A model of its autonomous flying car finished a controlled departure, drift and arriving amid the test led in Manassas, Virginia, the creator of military and business planes said in an announcement on Twitter.
Like many other flying car models, the Boeing flying car is powered by electricity and fly up to 80km at a stretch.

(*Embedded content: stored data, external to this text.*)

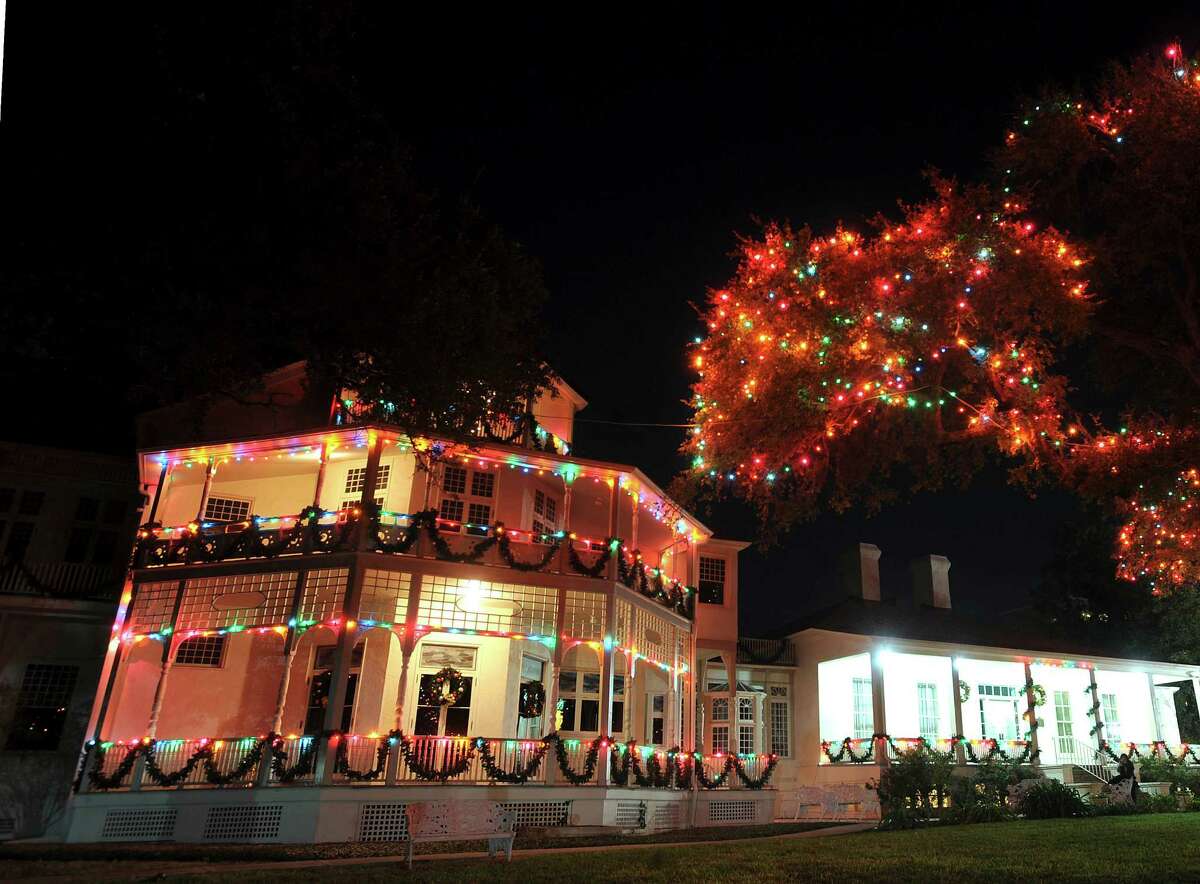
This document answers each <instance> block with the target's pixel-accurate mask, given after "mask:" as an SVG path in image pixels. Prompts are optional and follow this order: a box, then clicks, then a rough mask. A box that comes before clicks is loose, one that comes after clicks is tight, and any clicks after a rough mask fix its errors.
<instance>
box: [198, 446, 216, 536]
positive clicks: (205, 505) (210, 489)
mask: <svg viewBox="0 0 1200 884" xmlns="http://www.w3.org/2000/svg"><path fill="white" fill-rule="evenodd" d="M216 471H217V464H216V458H214V457H210V458H209V465H208V467H205V468H204V486H203V487H202V488H200V505H199V507H198V509H197V510H196V521H197V522H203V521H204V509H205V507H206V506H208V505H209V492H210V491H212V476H214V475H216Z"/></svg>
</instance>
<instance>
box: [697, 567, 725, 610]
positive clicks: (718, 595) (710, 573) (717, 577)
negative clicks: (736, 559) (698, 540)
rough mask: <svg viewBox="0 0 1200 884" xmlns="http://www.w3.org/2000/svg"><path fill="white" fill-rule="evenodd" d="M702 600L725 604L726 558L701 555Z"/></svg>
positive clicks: (711, 604)
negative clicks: (725, 559)
mask: <svg viewBox="0 0 1200 884" xmlns="http://www.w3.org/2000/svg"><path fill="white" fill-rule="evenodd" d="M700 601H702V602H703V603H704V605H725V559H714V558H712V557H708V555H701V557H700Z"/></svg>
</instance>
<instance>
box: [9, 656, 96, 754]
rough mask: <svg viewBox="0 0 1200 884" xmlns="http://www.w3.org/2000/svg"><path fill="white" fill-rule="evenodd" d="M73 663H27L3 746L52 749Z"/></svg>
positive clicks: (35, 748) (70, 687) (61, 736)
mask: <svg viewBox="0 0 1200 884" xmlns="http://www.w3.org/2000/svg"><path fill="white" fill-rule="evenodd" d="M78 675H79V667H77V666H56V664H53V663H29V664H28V666H26V667H25V675H24V678H23V679H22V682H20V693H19V694H18V697H17V709H16V711H14V714H13V718H12V727H11V728H10V730H8V742H7V748H11V750H30V751H34V750H37V751H54V750H56V748H58V747H59V741H60V740H61V738H62V728H64V726H65V724H66V720H67V706H68V705H70V703H71V694H72V693H73V692H74V684H76V679H77V678H78Z"/></svg>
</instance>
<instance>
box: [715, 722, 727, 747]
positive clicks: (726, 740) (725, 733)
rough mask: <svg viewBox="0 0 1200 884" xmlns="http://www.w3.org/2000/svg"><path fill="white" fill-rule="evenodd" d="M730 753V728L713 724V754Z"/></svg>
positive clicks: (721, 725) (724, 724)
mask: <svg viewBox="0 0 1200 884" xmlns="http://www.w3.org/2000/svg"><path fill="white" fill-rule="evenodd" d="M728 751H730V726H728V724H713V752H728Z"/></svg>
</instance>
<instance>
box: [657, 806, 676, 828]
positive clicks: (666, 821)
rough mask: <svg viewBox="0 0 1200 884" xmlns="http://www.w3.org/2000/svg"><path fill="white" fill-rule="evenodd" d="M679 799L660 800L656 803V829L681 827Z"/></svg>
mask: <svg viewBox="0 0 1200 884" xmlns="http://www.w3.org/2000/svg"><path fill="white" fill-rule="evenodd" d="M679 806H680V802H679V801H659V802H658V804H655V805H654V828H655V829H678V828H679Z"/></svg>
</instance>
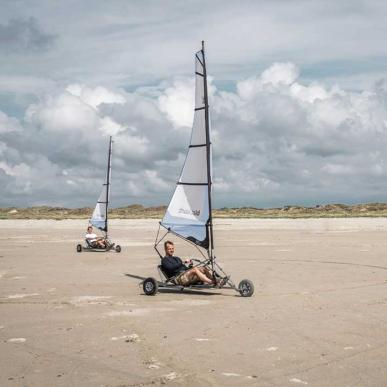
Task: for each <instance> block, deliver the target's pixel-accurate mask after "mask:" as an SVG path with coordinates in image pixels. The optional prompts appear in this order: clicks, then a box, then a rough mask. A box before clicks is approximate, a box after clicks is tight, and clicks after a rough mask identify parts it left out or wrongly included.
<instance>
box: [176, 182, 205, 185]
mask: <svg viewBox="0 0 387 387" xmlns="http://www.w3.org/2000/svg"><path fill="white" fill-rule="evenodd" d="M176 184H177V185H208V183H184V182H181V181H178V182H177V183H176Z"/></svg>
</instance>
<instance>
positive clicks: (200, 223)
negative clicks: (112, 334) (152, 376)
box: [141, 42, 254, 297]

[xyz-ihs snippet=”Boeing-flying-car”]
Boeing NeXt which is Boeing’s urban air mobility division, enrolled Aurora to plan and build up the model. While Boeing didn’t state if the model is the one being produced for Uber, the ride-hailing company said independently Wednesday that the vehicle is on track to be an air taxi on the arranged Uber Air. Dallas-Fort Worth and Los Angeles will be the first American cities in the flying taxi scheme. The service is expected to be fully commercial by 2023.
The American cities won’t be the first in the world to have its skies grace such flights as the UAE city of Dubai announced its first test flight where a driverless drone hovered at a height of 200 metres above the ground for about 5 minutes.
Boeing rival Airbus unveiled its its Vahana flying car project back in 2017 and then early 2018, the model “Vahana” flying car, which the aviation firm says will turn into the most recent leap forward in the public transportation service, remained airborne for 53 seconds, achieving a stature of 16 feet at the Pendleton Unmanned Aerial Systems Range in Oregon.
Shortly after Airbus’ flight, the “air taxi” created by Alphabet’s (Google parent company) Larry Page’s Kitty Hawk startup, the electric flying “car” took off in New Zealand.
Regulators are now looking to license and bring up guidelines for the new transport scheme.